Automation#
Automation architecture#
The automation layer is the highest-level workflow entry point in ProDock. It connects the lower-level stages into one reproducible campaign:
receptor preparation or prepared receptor reuse,
ligand preparation or prepared ligand reuse,
single- or multi-engine docking,
optional interaction extraction,
optional SQLite export.
The same workflow is exposed through two interfaces:
prodock()for Python usage,prodock --config ...orpython -m prodock --config ...for CLI usage.
Configuration patterns#
The CLI supports two main input patterns:
all-in-one JSON — one file contains project directory, receptor input, ligand input, and run options
split JSON — the main config contains project/run options, while receptor and ligand definitions are passed separately through
--receptor-jsonand--ligand-json
This makes the automation layer suitable both for simple tutorial runs and for larger projects where receptor and ligand collections are maintained separately.
Override precedence#
Configuration values are resolved in this order:
--configprovides the base payload--receptor-jsonoverrides embeddedreceptorsfrom--config--ligand-jsonoverrides embeddedligandsfrom--configexplicit CLI flags override all JSON-derived values
This means you can keep a stable base config and vary engines, compute settings, or workflow flags from the terminal without editing the JSON files.
Input modes#
After config merging, the final workflow must contain exactly one receptor mode and exactly one ligand mode.
Supported receptor modes:
receptorsfor raw receptor specificationsprepared_receptorsfor already prepared receptor inputs
Supported ligand modes:
ligandsfor inline ligand dictionariesligand_dirfor a directory of prepared ligand files
This keeps the high-level workflow unambiguous while still supporting both raw and preprocessed campaigns.
All-in-one JSON#
Single-file campaign config
Keep receptors, ligands, and run options together in one JSON file.

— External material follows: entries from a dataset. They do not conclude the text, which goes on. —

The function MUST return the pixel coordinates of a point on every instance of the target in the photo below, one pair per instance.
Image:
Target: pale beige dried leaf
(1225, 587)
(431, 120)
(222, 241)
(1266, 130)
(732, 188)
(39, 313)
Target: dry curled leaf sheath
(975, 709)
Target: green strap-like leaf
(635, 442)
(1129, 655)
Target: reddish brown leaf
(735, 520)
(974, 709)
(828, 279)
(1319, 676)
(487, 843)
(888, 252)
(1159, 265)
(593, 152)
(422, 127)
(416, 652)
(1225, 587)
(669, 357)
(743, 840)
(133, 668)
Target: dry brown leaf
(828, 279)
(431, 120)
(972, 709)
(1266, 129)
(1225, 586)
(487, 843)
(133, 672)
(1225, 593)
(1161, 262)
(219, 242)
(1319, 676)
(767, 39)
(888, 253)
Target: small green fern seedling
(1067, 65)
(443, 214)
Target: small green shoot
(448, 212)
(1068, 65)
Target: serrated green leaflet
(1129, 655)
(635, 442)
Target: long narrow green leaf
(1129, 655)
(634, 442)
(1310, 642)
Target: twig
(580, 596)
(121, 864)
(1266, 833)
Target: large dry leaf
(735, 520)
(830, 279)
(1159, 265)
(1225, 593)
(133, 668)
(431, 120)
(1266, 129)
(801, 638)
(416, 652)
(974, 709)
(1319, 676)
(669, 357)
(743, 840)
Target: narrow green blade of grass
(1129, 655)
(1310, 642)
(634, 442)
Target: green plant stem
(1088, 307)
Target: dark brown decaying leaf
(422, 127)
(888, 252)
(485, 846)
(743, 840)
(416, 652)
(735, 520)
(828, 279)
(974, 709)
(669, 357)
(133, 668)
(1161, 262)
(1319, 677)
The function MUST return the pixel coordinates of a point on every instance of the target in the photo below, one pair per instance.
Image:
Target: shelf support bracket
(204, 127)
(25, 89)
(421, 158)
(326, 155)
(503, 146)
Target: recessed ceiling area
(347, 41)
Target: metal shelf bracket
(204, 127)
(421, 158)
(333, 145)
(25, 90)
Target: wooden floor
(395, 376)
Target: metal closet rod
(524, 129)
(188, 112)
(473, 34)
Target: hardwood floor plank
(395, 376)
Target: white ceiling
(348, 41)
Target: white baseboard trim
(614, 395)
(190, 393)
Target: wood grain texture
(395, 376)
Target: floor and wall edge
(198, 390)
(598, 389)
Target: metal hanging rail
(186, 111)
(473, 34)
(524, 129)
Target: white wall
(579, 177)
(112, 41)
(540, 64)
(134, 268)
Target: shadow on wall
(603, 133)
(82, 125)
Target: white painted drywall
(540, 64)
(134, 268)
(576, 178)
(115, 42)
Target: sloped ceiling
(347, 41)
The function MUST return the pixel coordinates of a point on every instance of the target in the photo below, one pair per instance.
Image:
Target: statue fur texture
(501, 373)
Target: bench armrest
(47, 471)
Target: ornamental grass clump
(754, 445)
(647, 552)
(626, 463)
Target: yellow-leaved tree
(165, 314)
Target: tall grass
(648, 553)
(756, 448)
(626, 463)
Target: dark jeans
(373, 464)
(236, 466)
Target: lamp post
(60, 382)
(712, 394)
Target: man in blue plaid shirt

The simplest automation layout is one file containing everything:
{
"project_dir": "Demo",
"receptors": [
{
"pdb_id": "4WKQ",
"receptor_name": "EGFR_4WKQ",
"ligand_code": "IRE",
"chains": ["A"],
"cofactors": []
}
],
"ligands": [
{
"id": "erlotinib",
"smiles": "COCCOc1cc2c(ncnc2cc1OCCOC)Nc1cccc(c1)C#C"
},
{
"id": "gefitinib",
"smiles": "COc1cc2ncnc(c2cc1OCCCN1CCOCC1)Nc1ccc(c(c1)Cl)F"
}
],
"config": {
"engines": ["qvina", "qvina-w"],
"extract_interaction": true,
"save_to_database": true,
"db_name": "demo.db",
"cpu": 8,
"n_jobs": 8,
"exhaustiveness": 16,
"n_poses": 20
}
}
Run it with either form:
prodock --config run.json
python -m prodock --config run.json
This is the most convenient pattern for tutorials, notebooks, and compact project runs.
Split JSON input#
Split config, receptor, and ligand files
Keep project settings separate from receptor and ligand collections.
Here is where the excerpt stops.